The Creta will be the first sub-compact SUV model to be developed by Hyundai Motor. Reflecting the changing face of the global automotive market, the global launch will start in India — just as it did with the rival Ford EcoSport.
This also suggests it will be made in the subcontinent alongside the Hyundai i20.
Hyundai is being rather mysterious about additional information, though it does say that it will be a crucial part of its continued expansion.
“Creta will be an influential global model for the Hyundai Motor brand in one of the fastest-growing vehicle segments, helping the company to reach out to many more consumers in new and established international markets,” the company said.
You can rightly expect the Hyundai Creta to share much with the Chinese-market ix25 (pictured at top), which at at 4270mm long, 1780mm wide, 1630mm tall and riding on a 2590mm wheelbase is dimensionally similar to the Holden Trax. Expect elements also of the Indian i20 Active.
From an Australian perspective, Hyundai Australia PR chief Bill Thomas said it was “too early to say whether we’ll get this car or not”.
Given the fact the Creta will be made for global markets — in other words, made in right-hand-drive — and given the sharp growth in small SUV sales in recent years (up about 30.0 per cent this year alone), it’s hard to see why it wouldn’t.
Furthermore, the new Tucson that launches next month (pictured above) will be a larger car than the outgoing ix35, creating an ever larger gap in Hyundai’s local range. A rival for the Trax, plus the Mazda CX-3 and Honda HR-V, is an obvious requirement.

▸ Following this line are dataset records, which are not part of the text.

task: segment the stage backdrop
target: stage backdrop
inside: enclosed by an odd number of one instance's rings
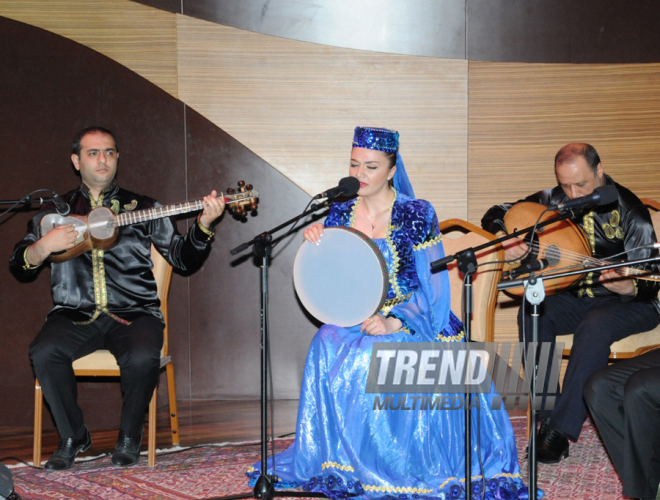
[[[346,175],[355,125],[401,132],[418,195],[440,218],[478,224],[492,204],[553,185],[552,158],[571,141],[592,142],[606,172],[660,199],[657,2],[419,0],[378,2],[378,11],[343,0],[313,9],[292,0],[266,9],[252,0],[142,3],[152,7],[0,0],[0,196],[37,184],[68,189],[76,180],[68,142],[90,121],[120,134],[122,182],[161,201],[243,177],[259,187],[259,217],[225,218],[204,269],[173,283],[181,399],[257,396],[258,270],[226,250]],[[0,225],[6,257],[28,215]],[[299,241],[271,272],[277,397],[296,397],[316,328],[291,289]],[[0,367],[0,398],[14,410],[0,425],[30,425],[26,353],[49,309],[48,273],[20,286],[4,273],[0,318],[12,363]],[[501,302],[496,339],[514,340],[515,304]],[[86,385],[83,399],[106,390]],[[101,408],[97,418],[115,423],[116,397]]]

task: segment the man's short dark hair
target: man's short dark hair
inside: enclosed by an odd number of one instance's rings
[[[110,137],[112,137],[112,140],[115,141],[115,150],[119,153],[119,145],[117,144],[117,138],[115,137],[115,134],[113,134],[107,128],[99,127],[96,125],[93,127],[87,127],[76,134],[76,136],[73,138],[73,143],[71,144],[71,153],[76,156],[80,156],[80,141],[82,141],[82,138],[87,134],[94,132],[108,134]]]
[[[563,163],[573,163],[580,156],[586,160],[591,170],[596,173],[596,169],[600,163],[600,156],[598,156],[596,148],[591,144],[568,144],[564,146],[555,155],[555,167]]]

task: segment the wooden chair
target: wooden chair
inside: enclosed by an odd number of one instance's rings
[[[167,370],[167,392],[170,400],[170,424],[172,431],[172,445],[179,444],[179,418],[176,408],[176,387],[174,385],[174,365],[169,356],[168,326],[167,326],[167,298],[170,292],[172,280],[172,266],[161,256],[158,251],[151,247],[151,259],[154,262],[153,273],[158,286],[158,298],[160,309],[165,320],[163,331],[163,350],[160,357],[160,367]],[[74,373],[78,377],[118,377],[119,366],[115,357],[107,350],[98,350],[73,362]],[[156,465],[156,394],[149,403],[149,444],[148,464],[149,467]],[[43,394],[39,381],[35,380],[34,386],[34,449],[33,463],[35,466],[41,464],[41,429],[43,420]]]
[[[495,236],[480,227],[461,219],[448,219],[440,222],[443,233],[442,244],[446,255],[454,254],[466,248],[479,246],[492,241]],[[477,252],[477,263],[502,261],[504,250],[501,245]],[[451,309],[461,318],[463,275],[458,271],[456,261],[447,266],[451,284]],[[472,315],[471,340],[493,342],[495,337],[495,305],[497,302],[497,283],[500,279],[502,264],[480,266],[474,274],[472,287],[474,313]]]
[[[644,205],[649,208],[651,212],[651,220],[653,221],[653,228],[655,229],[656,237],[660,235],[660,203],[644,198],[642,200]],[[564,350],[562,355],[568,357],[571,354],[571,347],[573,346],[573,334],[559,335],[556,342],[564,343]],[[645,352],[657,349],[660,347],[660,326],[655,327],[648,332],[636,333],[630,335],[625,339],[614,342],[610,346],[610,361],[616,359],[634,358],[644,354]],[[531,409],[527,409],[527,438],[530,435],[530,422],[531,422]]]

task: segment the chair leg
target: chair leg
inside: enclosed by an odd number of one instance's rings
[[[176,408],[176,385],[174,384],[174,365],[170,362],[167,370],[167,395],[170,400],[170,429],[172,430],[172,446],[179,446],[179,414]]]
[[[149,444],[147,451],[147,464],[149,467],[156,466],[156,410],[157,410],[158,387],[154,389],[154,395],[149,403]]]
[[[34,443],[32,449],[32,464],[41,466],[41,430],[43,426],[44,395],[41,385],[34,379]]]

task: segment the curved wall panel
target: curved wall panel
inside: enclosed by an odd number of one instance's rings
[[[136,0],[226,26],[360,50],[502,62],[660,62],[640,0]]]
[[[324,47],[177,18],[179,97],[315,194],[356,125],[401,133],[416,194],[466,217],[467,63]]]
[[[20,41],[18,43],[17,41]],[[303,191],[208,120],[127,68],[47,31],[0,18],[0,199],[41,187],[65,192],[79,180],[70,166],[70,141],[100,124],[114,130],[121,149],[121,185],[164,203],[196,198],[245,178],[262,196],[246,223],[225,216],[203,269],[175,276],[170,295],[171,353],[181,399],[259,394],[259,268],[230,261],[228,249],[300,211]],[[47,78],[44,78],[47,75]],[[286,200],[286,203],[283,202]],[[34,212],[0,220],[5,263]],[[182,231],[189,219],[179,221]],[[296,397],[307,345],[316,330],[298,306],[290,269],[297,242],[278,247],[271,271],[271,328],[276,394]],[[52,307],[50,273],[18,284],[0,266],[0,425],[29,426],[34,402],[28,345]],[[277,376],[276,375],[276,376]],[[92,428],[118,425],[117,384],[83,383],[80,400]]]

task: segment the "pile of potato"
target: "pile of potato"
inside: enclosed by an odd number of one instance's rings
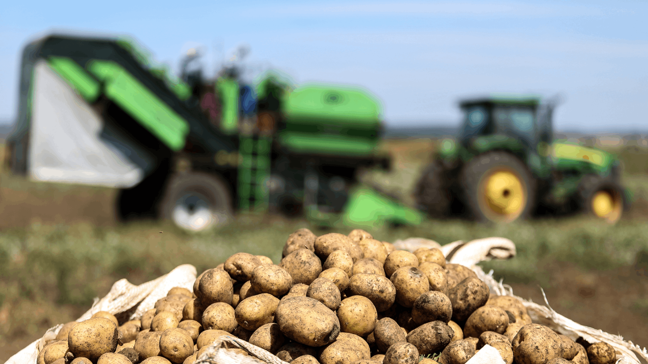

It might be that the Hyundai global announcement took Hyundai Australia a little by surprise, given the fact its chief operating officer John Elsworth told us in April that the new baby SUV remained a few years away from fruition.
The addition of new models to net incremental sales is important for fourth-placed Hyundai if it wants to keep up with top importer Mazda and climb ahead of Holden (it has 30,823 YTD,1030 behind Holden).
Pictured above:2014 Hyundai Intrado concept.
As we have reported, the company’s local arm is having difficulties sourcing a replacement for its ageing i20 light car because the Turkish-made versions are proving expensive and the Indian-made ones are not market-suitable.
Another area needed for Hyundai Australia to net incremental growth is commercial vehicles. As we reported recently, the new Santa Cruz ute concept could enter production based on the Tucson, but whether it is to be made available beyond the US remains unclear.
Updates on the local future of this trio of vehicles will be reported as they come to hand.